A gente entende que no Brasil precisamos avançar nessa regulamentação. Ainda é um debate incipiente, mas o Idec está comprometido.

ESG Insights – Como os fatos exemplificados no guia mostram uma contradição das empresas frente a seus discursos de ESG?

Julia Catão Dias – Na prática nós vemos a empresa dizer que está comprometida com questões ambientais, sociais e de governança, quando na verdade ela não está.

Nós estamos diante de uma crise planetária. A ONU [Organização das Nações Unidas] já definiu que a gente vive uma crise tripla, que é a crise climática, a crise da poluição e a crise da perda de biodiversidade. É evidente que a gente precisa mudar a forma como estamos lidando com o mundo, como produzimos, como consumimos.
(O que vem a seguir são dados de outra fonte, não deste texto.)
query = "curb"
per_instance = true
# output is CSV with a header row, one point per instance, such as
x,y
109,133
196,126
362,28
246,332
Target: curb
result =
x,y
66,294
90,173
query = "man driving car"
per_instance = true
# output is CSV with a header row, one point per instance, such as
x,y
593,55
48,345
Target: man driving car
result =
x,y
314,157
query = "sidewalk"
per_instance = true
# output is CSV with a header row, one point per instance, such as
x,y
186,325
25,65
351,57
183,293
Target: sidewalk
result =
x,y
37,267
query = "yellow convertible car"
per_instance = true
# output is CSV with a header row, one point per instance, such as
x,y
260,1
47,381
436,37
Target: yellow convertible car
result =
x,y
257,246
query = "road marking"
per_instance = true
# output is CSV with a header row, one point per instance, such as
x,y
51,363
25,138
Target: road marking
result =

As pessoas consumidoras, cidadãs, estão interessadas cada vez mais em tomarem sua parte nesse problema e fazerem escolhas informadas, sustentáveis. E as empresas estão percebendo isso, só que muitas não querem abrir mão da lucratividade, da forma como produzem, da forma como os bens de consumo circulam no mercado. Então elas adotam os critérios ESG, porque não têm como não adotarem nesse momento em que as pessoas estão cobrando maior responsabilidade socioambiental. Mas nas práticas, as empresas continuam fazendo o de sempre.

Essa contradição é o greenwashing, e é isso que a gente tenta combater com esse guia.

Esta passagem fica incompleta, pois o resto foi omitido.